In 1968 werden de Olympische Winterspelen gehouden in de Franse stad Grenoble. Sapporo, Lake Placid, Oslo, Lahti en Calgary beweerden de Spelen te organiseren. Charles de Gaulle, de president van Frankrijk, had grote invloed op de stemming van de IOC-leden.
De Winterspelen van 1968 waren de eerste competities die drugscontrole introduceerden. Voor het eerst werden de gebeurtenissen in Grenoble door kijkers over de hele wereld bekeken via tv-uitzendingen in kleur. Ook werd hier een nieuwe technologie voor het maken van een ijsbedekking toegepast, wat de resultaten van atleten positief beïnvloedde.
Op 6 februari, tijdens de openingsceremonie van de Olympische Spelen in Grenoble, was Charles de Gaulle de eregast, die een welkomstwoord hield. De sluiting vond plaats op 18 februari in het Lediguire Stadion.
35 sets medailles werden gespeeld in 10 sporten tussen 1158 atleten, waaronder 211 vrouwen. Het wedstrijdprogramma omvatte de biatlon-estafette voor heren, waarin Sovjet-biatleten Alexei Tikhonov, Nikolai Puzanov, Viktor Mamatov en Vladimir Gundartsev de winnaars werden.
De debutanten van de Olympische Spelen van 1968 waren teams uit Marokko en de DDR. Helaas werden de eerste prestaties voor het rodelteam uit de DDR overschaduwd door een schandaal: de Duitsers lieten de beste resultaten zien, maar werden gediskwalificeerd omdat hun sportuitrusting niet voldeed aan de technologische vereisten.
De problemen waren niet alleen met Duitse atleten. De winter in Frankrijk was warm - de koelinstallaties konden de aanleg van bobslee- en rodelbanen eenvoudigweg niet aan. Als gevolg hiervan werd het curriculum voor deze disciplines verminderd.
De meeste medailles werden gewonnen door Jean-Claude Killy, de gastheer van de Olympische Spelen. Vanwege zijn goud in slalom, reuzenslalom en downhill. Een luid schandaal werd in verband gebracht met zijn naam. Zijn rivaal Karl Schranz kreeg de kans om voor de tweede keer de baan te passeren, maar werd uiteindelijk volledig uit de competitie verwijderd.
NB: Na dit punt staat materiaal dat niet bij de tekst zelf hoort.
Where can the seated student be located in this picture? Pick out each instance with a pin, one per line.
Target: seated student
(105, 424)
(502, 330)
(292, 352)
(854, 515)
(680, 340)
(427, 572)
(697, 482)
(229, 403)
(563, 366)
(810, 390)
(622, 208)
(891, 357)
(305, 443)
Van de landen werd Noorwegen de kampioen in het teamevenement met 6 goud, hetzelfde aantal zilver en twee bronzen. Atleten uit de USSR op de Olympische Winterspelen in Grenoble werden tweede met 5 gouden, zilveren en 3 bronzen medailles. De winning streak van 3 gewonnen Olympiades op rij werd onderbroken. De gastheren van de Spelen werden de derde met 4 gouden, 3 zilveren en 2 bronzen medailles.